TransForm's map is currently the only detailed, user friendly information available on the benefits produced by California's Greenhouse Gas Reduction Fund investments. It launched last summer, and has been updated as agencies provide data. TransForm made it easier to search for projects in specific geographic areas, including districts and counties. They also simplified the tool to make it more intuitive and easy to follow.

The California Air Resources Board (ARB) does not have a similar tracking tool, at least not yet. On the ARB website, you can find maps of emissions in the state, but the agency has not yet developed a central data point for the programs funded by cap-and-trade. At least twelve agencies administer programs that receive cap-and-trade funding—although with allocations still undecided, that number may change—which makes collecting and publishing data a challenge. Each program has its own reporting requirements, and each agency its own process for reporting.

There still is no simple answer to the question that grandstanding legislators have been eager to ask, namely, “how much greenhouse gas emission reduction are we getting per dollar spent?” TransForm hopes to be able to provide a searchable database in the future that will include estimates of emission reductions for all the individual projects mapped. For now, users click through to individual projects to get that data.

In addition, TransForm depends on state agencies to provide information, and sometimes it is not so simple to get it.

For example, the Clean Vehicle Rebate Program (CVRP) gives rebates to people who replace polluting cars with electric vehicles. “The program has multiple sources of funding,” said Ryan Wiggins, TransForm's Climate Policy Manager, “not just the Greenhouse Gas Reduction Fund.

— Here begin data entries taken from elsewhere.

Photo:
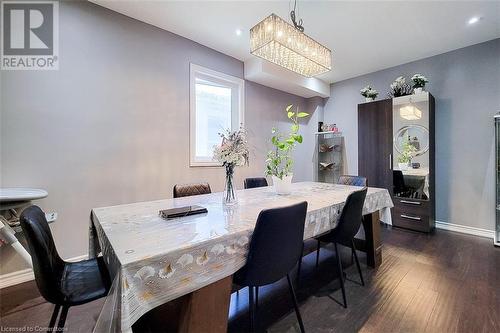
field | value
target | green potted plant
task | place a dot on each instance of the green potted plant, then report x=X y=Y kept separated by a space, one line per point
x=404 y=159
x=369 y=93
x=279 y=161
x=419 y=82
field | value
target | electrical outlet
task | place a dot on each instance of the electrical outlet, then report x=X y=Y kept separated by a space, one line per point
x=51 y=217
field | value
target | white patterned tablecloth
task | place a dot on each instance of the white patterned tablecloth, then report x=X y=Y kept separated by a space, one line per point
x=153 y=261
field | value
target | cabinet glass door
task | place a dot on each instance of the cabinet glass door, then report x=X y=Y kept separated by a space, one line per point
x=410 y=156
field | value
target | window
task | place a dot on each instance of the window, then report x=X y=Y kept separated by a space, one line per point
x=217 y=103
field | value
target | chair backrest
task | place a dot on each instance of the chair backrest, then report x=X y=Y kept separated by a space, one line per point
x=276 y=244
x=47 y=264
x=255 y=182
x=352 y=180
x=187 y=190
x=351 y=217
x=398 y=181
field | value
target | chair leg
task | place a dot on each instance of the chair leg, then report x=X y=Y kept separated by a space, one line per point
x=357 y=262
x=62 y=318
x=317 y=254
x=341 y=274
x=256 y=298
x=300 y=263
x=251 y=308
x=53 y=319
x=295 y=304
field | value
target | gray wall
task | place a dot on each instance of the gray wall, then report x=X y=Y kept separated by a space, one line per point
x=112 y=125
x=466 y=85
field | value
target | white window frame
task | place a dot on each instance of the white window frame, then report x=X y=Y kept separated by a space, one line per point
x=209 y=74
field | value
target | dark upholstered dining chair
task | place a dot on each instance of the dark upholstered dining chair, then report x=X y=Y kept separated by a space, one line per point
x=275 y=249
x=347 y=227
x=314 y=244
x=352 y=180
x=255 y=182
x=64 y=284
x=187 y=190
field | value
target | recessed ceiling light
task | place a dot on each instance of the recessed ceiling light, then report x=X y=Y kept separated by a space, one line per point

We've been asking them to separate out funding information, so we can identify, for example, how much of each rebate per vehicle is from the GGRF, and whether that money benefits a disadvantaged community or not.”

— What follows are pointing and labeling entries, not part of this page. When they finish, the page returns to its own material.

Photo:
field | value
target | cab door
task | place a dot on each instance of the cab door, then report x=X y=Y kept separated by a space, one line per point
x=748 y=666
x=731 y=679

The CVRP also gives money directly to individuals, and the agency is understandably reluctant to release data that can inadvertently include private information. Therefore that data needs will need to be mapped in a way that does not reveal information about individuals.

For now, TransForm's map is the go-to place if you have questions about what the cap-and-trade revenue is invested in. The Air Resources Board's annual GGRF investments report is due soon (here is a PDF of last year's report), but even that will not have as much project-specific data as TransForm's map.

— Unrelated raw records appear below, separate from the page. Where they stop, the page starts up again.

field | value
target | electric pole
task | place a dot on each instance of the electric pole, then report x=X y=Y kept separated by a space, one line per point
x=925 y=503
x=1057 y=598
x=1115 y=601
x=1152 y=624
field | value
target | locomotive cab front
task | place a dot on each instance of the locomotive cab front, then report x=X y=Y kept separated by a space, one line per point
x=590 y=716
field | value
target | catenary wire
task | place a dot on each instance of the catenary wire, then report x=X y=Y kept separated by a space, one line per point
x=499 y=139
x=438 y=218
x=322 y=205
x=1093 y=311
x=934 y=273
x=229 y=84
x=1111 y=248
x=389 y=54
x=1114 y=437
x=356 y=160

Here are the 21 Affordable Housing and Sustainable Communities projects that got cap-and-trade funding, with links to individual projects.
Here are the 21 Affordable Housing and Sustainable Communities projects that were awarded cap-and-trade funding, highlighting a development in Stockton.
Here are the 21 Affordable Housing and Sustainable Communities projects that got cap-and-trade funding, with links to individual projects.

TransForm is also working with the Greenlining Institute to collect stories about projects funded by the GGRF. Greenlining has been posting stories of Californians benefiting from climate policies for a year or so, and now the two organizations together have produced a short video about how the Affordable Housing and Sustainable Communities program will make it possible for families to live near jobs and transit. The video features an interview with Christopher Cabaldon, mayor of West Sacramento, where affordable housing is being build near the state capitol.